The themes of the new songs embrace “Love, life, people, relationships” and aren’t necessarily influenced by the pandemic itself, with a singular exception. “There is one track in there that’s a reflection of our time in lockdown in Leicester” comments Sarah, “and it’s called ‘What’s Going On’ And it was really about those moments that I know I had where I was just stood there thinking “What is going on?””
The process of creating new Northern Kind songs has a fairly formal structure. “What I tend to do is create palettes of sounds, put them together, record ideas, send them to Sarah” muses Matt on the songwriting method, “But when they come back, of course, all my settings on these synths – the ones that don’t have memories – have changed. So that kind of makes things interesting because you’re either recreating them or making them from scratch. So for me, it’s just a bit more of a challenge. And it kind of takes a little bit longer, but the end result is that it just sounds better.”
“I will see the shapes of words that will go with that tune” suggests Sarah on the methods of conceiving lyrics to begin with, using her own experiences of life and people to drum up inspiration.
In terms of technology, much of the material produced for Düh comes VIA a combo of classic analogue and modern synths, including a recently acquired Korg ARP2600, Moog One, Behringer Pro-1 and Arturia MiniBrute. There’s also a suite of modular gear in use such as the Roland System-500, Analogue Solutions EKG and Moog DFAM among others.
While the sum total of the EP’s material isn’t exclusively a reflection on the current issues facing us, there’s certainly a slightly more sober element at work on these songs. But at their heart they have the polished electropop of Northern Kind tunes past, matched with a polished production that makes each composition jump out.
‘What’s Going On’, even as a slice of commentary on the pandemic, bounces around with a restrained dynamism. You can’t help but draw comparisons with this tune and Marvin Gaye’s classic 1971 song ‘What’s Going On’, a similarly reflective song that was penned as a response to cultural turmoil. Despite the darkness of the theme here, it’s also ultimately a song of hope illustrated in its lyrics: “Everything’s going to be alright.”
‘Bad Idea’, similarly, has a softer feel to it with some gorgeous synth tones at work. The song’s lyrical themes dealing with falling for the wrong people (“And the danger’s an angel that guides me”), but that despite those relationships being bad for you, they’re also irresistible.
Meanwhile, the burbling synths on ‘FAB’ take things up a notch with some engaging beats.
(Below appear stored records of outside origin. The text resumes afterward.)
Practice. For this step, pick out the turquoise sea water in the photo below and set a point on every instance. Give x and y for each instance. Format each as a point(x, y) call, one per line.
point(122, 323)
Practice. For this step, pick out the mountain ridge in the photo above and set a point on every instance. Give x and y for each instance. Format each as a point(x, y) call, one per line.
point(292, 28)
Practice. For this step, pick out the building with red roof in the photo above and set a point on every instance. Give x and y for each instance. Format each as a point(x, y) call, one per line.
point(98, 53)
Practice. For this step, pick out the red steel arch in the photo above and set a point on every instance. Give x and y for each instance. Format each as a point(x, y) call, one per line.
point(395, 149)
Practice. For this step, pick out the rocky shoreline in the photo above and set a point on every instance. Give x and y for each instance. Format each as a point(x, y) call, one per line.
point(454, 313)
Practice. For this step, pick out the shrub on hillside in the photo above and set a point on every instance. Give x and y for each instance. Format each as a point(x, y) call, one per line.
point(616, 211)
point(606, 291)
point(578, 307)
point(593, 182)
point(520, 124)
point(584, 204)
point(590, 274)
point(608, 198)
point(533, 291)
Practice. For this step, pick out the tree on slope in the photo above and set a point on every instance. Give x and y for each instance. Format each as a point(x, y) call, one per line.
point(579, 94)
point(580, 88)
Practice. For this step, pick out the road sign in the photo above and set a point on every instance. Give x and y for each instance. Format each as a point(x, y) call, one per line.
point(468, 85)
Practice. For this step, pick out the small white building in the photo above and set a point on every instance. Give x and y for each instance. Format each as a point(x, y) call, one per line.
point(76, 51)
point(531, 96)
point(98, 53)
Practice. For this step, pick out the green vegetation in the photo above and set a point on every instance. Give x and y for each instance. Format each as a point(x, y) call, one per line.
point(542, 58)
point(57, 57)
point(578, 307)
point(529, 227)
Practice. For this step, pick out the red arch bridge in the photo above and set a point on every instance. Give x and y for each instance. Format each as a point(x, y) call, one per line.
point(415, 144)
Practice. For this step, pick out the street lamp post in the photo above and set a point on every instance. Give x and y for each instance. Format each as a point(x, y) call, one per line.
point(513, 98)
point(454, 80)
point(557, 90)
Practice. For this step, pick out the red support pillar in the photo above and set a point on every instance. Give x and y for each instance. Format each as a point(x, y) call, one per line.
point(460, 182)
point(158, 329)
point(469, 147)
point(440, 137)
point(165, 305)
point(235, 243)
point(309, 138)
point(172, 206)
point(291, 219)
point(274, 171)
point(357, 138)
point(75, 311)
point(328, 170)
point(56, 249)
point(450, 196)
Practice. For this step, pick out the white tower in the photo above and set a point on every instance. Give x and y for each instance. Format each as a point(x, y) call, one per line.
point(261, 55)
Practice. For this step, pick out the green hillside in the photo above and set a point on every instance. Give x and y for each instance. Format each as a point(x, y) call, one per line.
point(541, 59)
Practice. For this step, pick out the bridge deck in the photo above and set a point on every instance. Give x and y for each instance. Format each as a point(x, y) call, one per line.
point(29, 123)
The song’s inspirations, curiously, relate back to Sarah’s musings on The Beatles. Having visited the ashram in India that the band originally frequented back in 1968, Sarah also felt drawn to Liverpool on her return to the UK.
Viewed in that light, much of the lyrical content of ‘FAB’ takes on more meaning when viewed against some of the tragedy that the Liverpool band faced, as well as the member’s post-Beatles futures (“Some things are meant to be written in the stars/People that you meet are like Venus and Mars”).
The EP closes out with an inspired cover version of The Weeknd’s ‘Blinding Lights’, which retains the euphoric electropop of the original, but given a stylish touch by Sarah Heely’s vocal turn. Matt had apparently stumbled on the song during a Peloton session and was struck by how melodic the song was.
Northern Kind also offer up a clue on the EP’s cryptic title, suggesting that it’s also the forthcoming album’s title, but in a different language. So answers on a postcard.